Toxicol In Vitro. 2008 Mar;22(2):535-40. doi: 10.1016/j.tiv.2007.10.001. Epub 2007 Oct 9.
3-Chloro-4-(dichloromethyl)-5-hydroxy-2(5H)-furanone (MX), a disinfection by-product in chlorinated drinking water, is a multisite carcinogen in rats. One main target organ is the liver. The mechanism of the tumorigenicity was evaluated by testing the genotoxicity of MX in rat liver epithelial cell line cells. In the studies, the single cell gel/Comet assay and the hypoxanthine phosphoribosyl transferase locus assay to 6-thioguanine resistance were used. MX induced a dose-related genotoxic response in the comet assay. The lowest effective concentration was 120 microM when the exposure was in medium plus supplements and 3.75 microM when the exposure was in phosphate-buffered salt solution.
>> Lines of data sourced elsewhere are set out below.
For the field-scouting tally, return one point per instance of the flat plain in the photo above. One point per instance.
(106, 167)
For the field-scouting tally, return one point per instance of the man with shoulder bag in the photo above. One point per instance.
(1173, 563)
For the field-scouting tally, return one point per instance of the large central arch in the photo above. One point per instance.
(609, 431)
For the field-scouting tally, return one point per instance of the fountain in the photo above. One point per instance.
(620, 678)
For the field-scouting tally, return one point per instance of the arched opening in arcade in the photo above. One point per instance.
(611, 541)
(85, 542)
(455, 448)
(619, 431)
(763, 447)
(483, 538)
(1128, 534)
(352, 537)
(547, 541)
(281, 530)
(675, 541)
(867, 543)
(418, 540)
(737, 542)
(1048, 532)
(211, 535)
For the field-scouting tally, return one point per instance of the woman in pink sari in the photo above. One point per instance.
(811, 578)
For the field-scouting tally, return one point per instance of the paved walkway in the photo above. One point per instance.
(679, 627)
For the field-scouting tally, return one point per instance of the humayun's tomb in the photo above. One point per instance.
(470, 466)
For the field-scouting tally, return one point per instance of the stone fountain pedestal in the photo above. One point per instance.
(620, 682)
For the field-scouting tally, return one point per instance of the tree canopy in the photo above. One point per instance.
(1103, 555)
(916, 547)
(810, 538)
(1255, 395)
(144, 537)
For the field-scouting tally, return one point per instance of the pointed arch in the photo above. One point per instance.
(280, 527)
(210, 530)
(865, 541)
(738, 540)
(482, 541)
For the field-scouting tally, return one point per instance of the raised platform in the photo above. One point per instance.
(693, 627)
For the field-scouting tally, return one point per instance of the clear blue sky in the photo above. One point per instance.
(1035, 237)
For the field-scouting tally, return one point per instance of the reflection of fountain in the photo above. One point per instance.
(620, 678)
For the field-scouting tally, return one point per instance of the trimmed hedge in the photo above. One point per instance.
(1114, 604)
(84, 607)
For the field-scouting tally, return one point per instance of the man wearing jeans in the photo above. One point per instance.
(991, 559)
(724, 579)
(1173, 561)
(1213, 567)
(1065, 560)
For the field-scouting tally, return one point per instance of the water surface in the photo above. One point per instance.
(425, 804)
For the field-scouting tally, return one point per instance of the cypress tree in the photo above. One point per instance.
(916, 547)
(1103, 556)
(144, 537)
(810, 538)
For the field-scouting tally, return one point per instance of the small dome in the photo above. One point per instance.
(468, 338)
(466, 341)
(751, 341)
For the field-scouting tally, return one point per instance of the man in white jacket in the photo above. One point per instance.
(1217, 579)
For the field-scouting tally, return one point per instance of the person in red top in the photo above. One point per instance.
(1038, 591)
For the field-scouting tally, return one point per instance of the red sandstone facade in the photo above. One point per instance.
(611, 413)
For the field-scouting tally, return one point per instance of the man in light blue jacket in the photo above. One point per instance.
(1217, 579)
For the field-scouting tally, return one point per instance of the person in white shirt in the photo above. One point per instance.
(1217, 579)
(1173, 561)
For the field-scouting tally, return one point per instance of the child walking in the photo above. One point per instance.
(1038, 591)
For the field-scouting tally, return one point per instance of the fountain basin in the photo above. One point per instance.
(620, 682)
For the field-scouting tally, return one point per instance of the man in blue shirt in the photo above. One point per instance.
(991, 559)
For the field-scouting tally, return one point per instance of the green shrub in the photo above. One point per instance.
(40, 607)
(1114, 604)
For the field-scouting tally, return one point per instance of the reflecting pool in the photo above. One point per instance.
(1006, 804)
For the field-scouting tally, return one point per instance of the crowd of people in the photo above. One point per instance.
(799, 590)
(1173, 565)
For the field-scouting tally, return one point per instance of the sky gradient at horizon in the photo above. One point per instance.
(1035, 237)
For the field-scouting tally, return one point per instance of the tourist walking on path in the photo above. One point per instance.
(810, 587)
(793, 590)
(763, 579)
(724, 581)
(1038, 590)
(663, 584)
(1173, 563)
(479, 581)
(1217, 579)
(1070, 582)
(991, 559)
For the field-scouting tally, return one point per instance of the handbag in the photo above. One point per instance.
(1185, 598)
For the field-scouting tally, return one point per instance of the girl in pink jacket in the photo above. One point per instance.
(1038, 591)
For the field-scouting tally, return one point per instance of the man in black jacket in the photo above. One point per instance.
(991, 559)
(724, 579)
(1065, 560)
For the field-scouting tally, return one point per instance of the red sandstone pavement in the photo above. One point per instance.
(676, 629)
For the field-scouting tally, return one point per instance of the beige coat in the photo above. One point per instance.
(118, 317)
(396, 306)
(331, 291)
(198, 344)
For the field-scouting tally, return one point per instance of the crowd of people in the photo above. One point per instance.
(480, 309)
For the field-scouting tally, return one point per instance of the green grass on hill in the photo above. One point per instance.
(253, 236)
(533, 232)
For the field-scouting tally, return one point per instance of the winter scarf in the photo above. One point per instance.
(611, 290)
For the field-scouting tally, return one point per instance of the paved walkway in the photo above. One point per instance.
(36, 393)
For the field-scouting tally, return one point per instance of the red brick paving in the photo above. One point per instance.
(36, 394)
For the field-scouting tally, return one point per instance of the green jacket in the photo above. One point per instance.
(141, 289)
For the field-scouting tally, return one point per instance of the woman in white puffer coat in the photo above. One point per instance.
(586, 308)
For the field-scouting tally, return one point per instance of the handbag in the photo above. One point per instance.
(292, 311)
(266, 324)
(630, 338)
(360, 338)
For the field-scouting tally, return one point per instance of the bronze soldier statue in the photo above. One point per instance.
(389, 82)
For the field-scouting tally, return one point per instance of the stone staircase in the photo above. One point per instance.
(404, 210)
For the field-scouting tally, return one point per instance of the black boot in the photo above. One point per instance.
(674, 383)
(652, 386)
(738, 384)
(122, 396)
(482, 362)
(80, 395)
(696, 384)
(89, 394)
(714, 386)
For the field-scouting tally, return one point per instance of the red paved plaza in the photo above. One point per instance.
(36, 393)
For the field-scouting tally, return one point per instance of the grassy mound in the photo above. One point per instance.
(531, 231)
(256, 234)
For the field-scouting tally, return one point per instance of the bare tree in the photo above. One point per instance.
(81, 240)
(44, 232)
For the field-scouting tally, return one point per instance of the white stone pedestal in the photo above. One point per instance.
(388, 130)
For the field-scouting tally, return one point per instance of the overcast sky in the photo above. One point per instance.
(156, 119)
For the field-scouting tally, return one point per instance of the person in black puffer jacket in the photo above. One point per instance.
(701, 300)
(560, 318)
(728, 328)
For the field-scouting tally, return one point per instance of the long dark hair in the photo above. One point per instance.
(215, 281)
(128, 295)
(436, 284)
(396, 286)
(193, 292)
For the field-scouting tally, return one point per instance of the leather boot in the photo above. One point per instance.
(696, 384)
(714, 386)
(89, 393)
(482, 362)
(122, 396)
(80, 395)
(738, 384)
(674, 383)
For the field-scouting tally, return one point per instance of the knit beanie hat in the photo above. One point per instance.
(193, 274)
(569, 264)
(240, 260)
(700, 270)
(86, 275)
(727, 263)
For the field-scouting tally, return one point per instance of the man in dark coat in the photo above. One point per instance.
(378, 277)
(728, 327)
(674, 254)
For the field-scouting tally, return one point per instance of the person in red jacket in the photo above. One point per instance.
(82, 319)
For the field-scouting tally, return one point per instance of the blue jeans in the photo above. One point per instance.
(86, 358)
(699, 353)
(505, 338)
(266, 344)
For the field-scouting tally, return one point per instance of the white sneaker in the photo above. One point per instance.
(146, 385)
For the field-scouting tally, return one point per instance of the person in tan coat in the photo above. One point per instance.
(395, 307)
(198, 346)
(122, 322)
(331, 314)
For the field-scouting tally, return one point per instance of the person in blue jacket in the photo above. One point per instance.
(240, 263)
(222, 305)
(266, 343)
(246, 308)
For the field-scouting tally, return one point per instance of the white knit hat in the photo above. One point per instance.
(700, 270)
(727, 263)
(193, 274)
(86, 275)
MX also increased the frequency of TG(r) mutants, when the cells were treated in phosphate-buffered salt solution, at a concentration range of 2.3-9.2 microM. The present results show for the first time that MX causes DNA damage and gene mutations in rat liver epithelial cells, the target cells of MX's tumorigenicity in rats. We have earlier shown that MX also inhibits gap junctional intercellular communication in the same cells. The genotoxic effects were induced starting at about 60 times higher concentration, in identical exposure conditions, compared with the lowest concentration of MX causing the tumor promoter effect.
3-氯-4-(二氯甲基)-5-羟基-2(5H)-呋喃酮(MX)是氯化饮用水中的一种消毒副产物,是大鼠体内的一种多部位致癌物。一个主要靶器官是肝脏。通过检测MX对大鼠肝上皮细胞系细胞的遗传毒性来评估其致瘤机制。在这些研究中,使用了单细胞凝胶/彗星试验和次黄嘌呤磷酸核糖转移酶基因座对6-硫鸟嘌呤抗性的试验。MX在彗星试验中诱导了剂量相关的遗传毒性反应。当在培养基加补充剂中暴露时,最低有效浓度为120微摩尔,当在磷酸盐缓冲盐溶液中暴露时为3.75微摩尔。当细胞在磷酸盐缓冲盐溶液中以2.3-9.2微摩尔的浓度范围处理时,MX也增加了TG(r)突变体的频率。目前的结果首次表明,MX在大鼠肝上皮细胞中引起DNA损伤和基因突变,而大鼠肝上皮细胞是MX在大鼠体内致瘤性的靶细胞。我们之前已经表明,MX在相同细胞中也抑制间隙连接细胞间通讯。在相同的暴露条件下,与引起肿瘤促进作用的最低浓度的MX相比,遗传毒性效应在大约高60倍的浓度时开始诱导。